Dakiniten (written as 荼枳尼天 or 荼吉尼天 in kanji characters) is a Buddhist goddess. The term 'Dakini' is the transliteration of the Sanskrit term dākinī (spelled Dakini in English).

Summary

Dakiniten derives from a goddess from India. Dakiniten was originally a goddess of farming, but later came to be assumed to govern sexual desire and later came to be assumed to be a female fierce god eating human flesh or live human hearts. In Hinduism, this goddess is assumed to be a dependent of Kali (a Hindu goddess). This goddess was introduced into Buddhism, and it was supposed that she had been exorcised by Daikokuten (the god of Wealth), that is, the incarnation of Dainichi Nyorai (Cosmic Buddha), and then permitted to eat human hearts, if dead.

She is said to have unrestricted supernatural powers, knows the death of a person six months ahead, and takes and eats the person's heart.

Belief in Dakiniten in Japan
In the Shingon Esoteric Buddhism, Dakiniten is located in the southern part of Gekongoin (the most peripheral section of the Womb World) of the Womb World (one of the two worlds in Esoteric Buddhism, representing Dainichi Nyorai's spirit of salvation having every possibility of generation as a womb, where a fetus grows), and this goddess is depicted as a small tengu (mountain spirit (portrayed as winged and having a long nose)) sitting astride a white fox; therefore, she is also called Shinkoo Bosatsu (Fox King).

There exist records showing that prayers were offered for Dakiniten at an Esoteric Buddhism ceremony performed on the occasion of an emperor's enthronement.
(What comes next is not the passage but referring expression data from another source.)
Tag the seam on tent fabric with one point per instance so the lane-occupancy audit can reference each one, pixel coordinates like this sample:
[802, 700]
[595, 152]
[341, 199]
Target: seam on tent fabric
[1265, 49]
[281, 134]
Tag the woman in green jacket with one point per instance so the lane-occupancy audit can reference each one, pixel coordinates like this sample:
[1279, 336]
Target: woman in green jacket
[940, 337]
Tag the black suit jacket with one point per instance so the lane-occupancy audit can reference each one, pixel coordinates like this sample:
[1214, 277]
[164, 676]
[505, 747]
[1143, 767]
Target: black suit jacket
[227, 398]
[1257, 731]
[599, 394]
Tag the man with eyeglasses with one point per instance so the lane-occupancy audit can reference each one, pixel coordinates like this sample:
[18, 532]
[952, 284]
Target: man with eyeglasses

In addition, several persons including TAIRA no Kiyomori and Emperor Godaigo were known to have performed a method of Dakiniten in esoteric Buddhism, however, "Genpei Seisuiki" (The Rise and Decline of the Minamoto and Taira clans) states that TAIRA no Kiyomori discontinued this method. This goddess is extraordinarily difficult to enshrine because it is supposed that any person is required, once this goddess is enshrined, to keep believing therein in exchange for his or her life until his or her last moment and also that should such a duty be neglected (in other words, should incantation to worship the deity be discontinued), such a person would immediately become ruined or meet with disaster. Thus, Dakiniten was considered to be a non-Buddhist religion and belief in it tabooed.

Dakini was originally supposed to sit astride a jackal in India but the fox was substituted for the jackal in introduction to China and Japan (because jackals were not present in those countries). In other words, an image of Dakiniten riding a fox (which has not existed in India) has not been depicted in Taizo Mandala (Womb Realm Mandala) or the orthodox scriptures or ritual manuals of Esoteric Buddhism and was created in medieval Japan and the like.
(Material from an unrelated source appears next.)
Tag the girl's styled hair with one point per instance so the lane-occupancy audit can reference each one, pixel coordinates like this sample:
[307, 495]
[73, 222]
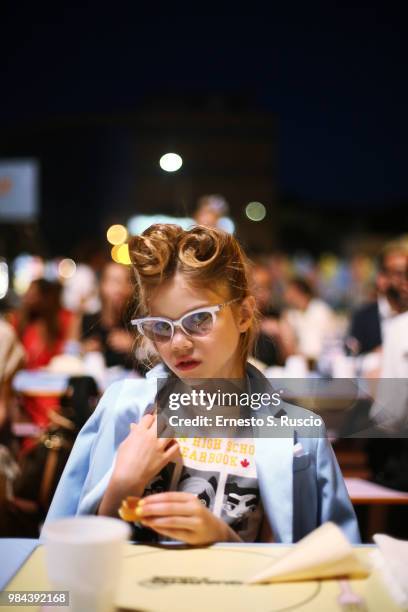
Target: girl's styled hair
[206, 257]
It is supposed that the creation of the above image resulted in Dakiniten coming to be syncretized with a Shintoist god, Inari (the fox god) in Japan.
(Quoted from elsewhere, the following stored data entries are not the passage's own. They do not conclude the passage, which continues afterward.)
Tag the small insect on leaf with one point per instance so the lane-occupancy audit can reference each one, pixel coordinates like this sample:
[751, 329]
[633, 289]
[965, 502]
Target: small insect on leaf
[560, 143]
In Japan, Dakiniten is believed to be a goddess of good fortune.

Belief in Dakini in later India
In later Esoteric Buddhism after the introduction to Japan, a sexual image was added to Dakini, which resulted her to be depicted as a naked goddess having a skull.

Tachikawa School (Esoteric Buddhism)
Dakiniten later came to be deemed as a goddess governing sexual love, which resulted in Tachikawa School of Shingon Esoteric Buddhism being gradually founded from the Kamakura period until the period of the Northern and Southern Courts and flourished in Japan. It is supposed to enshrine Dakiniten, set a skull as a principle image and attain Buddhahood while still in the flesh by sexual intercourse as a rite. For this reason, Tachikawa School was said to be regarded as a heresy and was finally exterminated in the Edo period. However, it is still controversial as to whether the doctrines and rites of Tachikawa School mentioned above were true or not because the above theories are all based on documents written by those who regarded Tachikawa School as a heresy and oppressed it, and most of the documents written by devotees of Tachikawa School, which are vital for verification of the genuineness of those theories, were subjected to book burning and Tachikawa School was treated as a heresy against the backdrop of its involvement in the political power struggle between the Southern and Northern Dynasties.